High Park - Toronto Neighbourhoods
This community is to the north and east side of its namesake park. The area has gentle hills, and is well-treed and popular with families attracted by the park's features. The area south of Bloor was bought in 1836 by John Howard, Toronto's first surveyor, who named his estate High Park for its views of Lake Ontario, and in 1873 he deeded it to the City of Toronto, which preserved his Colborne Lodge residence as a museum. The community used to part of the Town of West Toronto Junction, which was annexed by the City of Toronto in 1909.
Motorists are minutes from downtown vie Lake Shore Boulevard and the Gardiner Expressway. TTC riders can access 3 stations (Runnymede, High Park, and Keele) on the Bloor-Danforth subway line or can take the King Street streetcar right into downtown.
The community is served by 4 public elementary schools, 1 Catholic elementary school, 2 private elementary schools, 2 secondary schools and 2 public libraries.
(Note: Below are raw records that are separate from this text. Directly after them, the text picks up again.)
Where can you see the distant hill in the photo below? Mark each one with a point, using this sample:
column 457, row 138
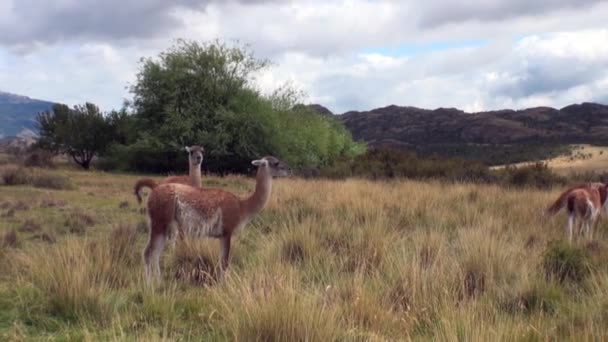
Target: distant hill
column 495, row 137
column 18, row 113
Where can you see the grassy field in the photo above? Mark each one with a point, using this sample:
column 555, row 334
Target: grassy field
column 326, row 260
column 583, row 158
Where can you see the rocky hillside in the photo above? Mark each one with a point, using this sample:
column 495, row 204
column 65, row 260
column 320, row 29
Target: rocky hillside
column 578, row 123
column 18, row 113
column 494, row 137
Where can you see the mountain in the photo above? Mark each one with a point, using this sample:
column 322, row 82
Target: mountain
column 403, row 126
column 18, row 113
column 493, row 137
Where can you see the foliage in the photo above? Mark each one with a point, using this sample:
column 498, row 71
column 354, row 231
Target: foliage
column 389, row 163
column 26, row 176
column 565, row 262
column 494, row 154
column 202, row 94
column 386, row 162
column 82, row 132
column 538, row 175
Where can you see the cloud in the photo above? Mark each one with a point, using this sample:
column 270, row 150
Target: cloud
column 349, row 54
column 437, row 13
column 551, row 70
column 28, row 22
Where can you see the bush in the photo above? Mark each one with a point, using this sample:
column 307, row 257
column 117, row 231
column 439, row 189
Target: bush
column 23, row 176
column 537, row 175
column 387, row 163
column 565, row 263
column 15, row 176
column 52, row 181
column 542, row 297
column 9, row 239
column 39, row 158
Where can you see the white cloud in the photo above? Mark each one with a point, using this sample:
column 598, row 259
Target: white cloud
column 549, row 52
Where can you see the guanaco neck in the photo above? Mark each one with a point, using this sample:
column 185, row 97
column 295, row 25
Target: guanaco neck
column 258, row 200
column 195, row 174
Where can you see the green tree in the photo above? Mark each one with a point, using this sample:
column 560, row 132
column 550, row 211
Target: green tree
column 202, row 93
column 178, row 96
column 81, row 132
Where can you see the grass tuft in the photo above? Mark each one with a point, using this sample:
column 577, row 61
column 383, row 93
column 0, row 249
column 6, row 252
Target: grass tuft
column 565, row 262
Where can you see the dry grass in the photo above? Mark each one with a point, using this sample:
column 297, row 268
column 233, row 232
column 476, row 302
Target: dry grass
column 584, row 158
column 325, row 261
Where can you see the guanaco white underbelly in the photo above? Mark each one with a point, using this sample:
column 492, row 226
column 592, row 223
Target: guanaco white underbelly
column 197, row 224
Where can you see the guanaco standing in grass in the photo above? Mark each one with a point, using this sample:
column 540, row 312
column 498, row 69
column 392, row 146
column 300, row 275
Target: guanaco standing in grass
column 584, row 204
column 202, row 212
column 195, row 159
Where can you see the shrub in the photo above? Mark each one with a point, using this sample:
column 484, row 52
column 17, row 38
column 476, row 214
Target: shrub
column 30, row 226
column 52, row 181
column 565, row 263
column 78, row 221
column 535, row 175
column 195, row 264
column 15, row 176
column 294, row 251
column 39, row 158
column 542, row 297
column 9, row 239
column 387, row 163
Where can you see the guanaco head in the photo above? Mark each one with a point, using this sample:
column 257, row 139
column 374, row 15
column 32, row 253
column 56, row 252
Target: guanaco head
column 195, row 154
column 603, row 189
column 276, row 167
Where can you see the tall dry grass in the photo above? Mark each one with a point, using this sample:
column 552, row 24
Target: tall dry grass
column 325, row 261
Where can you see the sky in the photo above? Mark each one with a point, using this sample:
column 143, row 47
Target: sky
column 345, row 55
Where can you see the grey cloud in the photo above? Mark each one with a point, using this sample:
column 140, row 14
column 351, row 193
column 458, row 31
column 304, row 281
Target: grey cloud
column 440, row 13
column 545, row 76
column 39, row 21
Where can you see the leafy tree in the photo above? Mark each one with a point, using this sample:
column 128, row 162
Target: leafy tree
column 203, row 94
column 81, row 132
column 178, row 96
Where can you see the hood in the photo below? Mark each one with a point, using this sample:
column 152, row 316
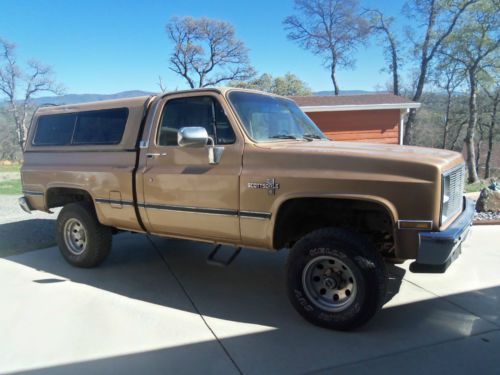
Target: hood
column 442, row 159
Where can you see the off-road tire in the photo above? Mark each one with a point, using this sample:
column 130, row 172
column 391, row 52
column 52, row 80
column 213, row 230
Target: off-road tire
column 98, row 237
column 365, row 265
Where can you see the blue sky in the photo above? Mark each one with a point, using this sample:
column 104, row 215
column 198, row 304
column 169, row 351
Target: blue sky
column 109, row 46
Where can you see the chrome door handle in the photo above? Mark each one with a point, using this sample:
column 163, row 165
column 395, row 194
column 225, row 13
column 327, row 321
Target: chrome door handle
column 155, row 154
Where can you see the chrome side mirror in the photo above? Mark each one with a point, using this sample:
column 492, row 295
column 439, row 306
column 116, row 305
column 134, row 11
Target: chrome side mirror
column 197, row 136
column 215, row 154
column 192, row 136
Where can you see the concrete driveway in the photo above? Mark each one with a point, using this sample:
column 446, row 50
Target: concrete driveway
column 155, row 306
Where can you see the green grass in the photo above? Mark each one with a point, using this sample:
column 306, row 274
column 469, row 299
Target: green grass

University of Toronto is accessed via the Yonge-University-Spadina subway, and Ryerson University is accessed via Lakeshore/Kings Street streetcar going east and Humber College's Lakeshore campus is accessible via the Lake Shore Blvd bus westbound.
This community is served by several shopping areas: 'Bloor West Village' and 'Bloor By The Park' along Bloor, and Little Poland along Roncesvalles. which all feature good shopping and European bakeries, delis and restaurants. There's also the heritage decorated 'Junction Gardens', along Dundas Street West, highlighting it railway history.
The area is on the west side of 161 hectare (399 acre) High Park, which has a large pond, picnic areas and gardens, an outdoor amphitheatre, a restaurant, an outdoor pool, various sports facilities (tennis, baseball, soccer, lawn bowling), and for the kids, a trackless train, a small zoo, and a playground. The paved recreational pathways along the Humber connect to the Martin Goodman Trail along the city's waterfront.
The community has many impressive Victorian, Edwardian, and Tudor-style homes, many built around the turn of the last century. Some larger homes were divided into multiple-family dwellings. The neighbourhood has a wide range of condominium apartment buildings, north of Bloor Street, many affordably priced and with great views of High Park and Lake Ontario. There are also a number of walk-up apartments in the community. House prices here range from low to medium-high levels.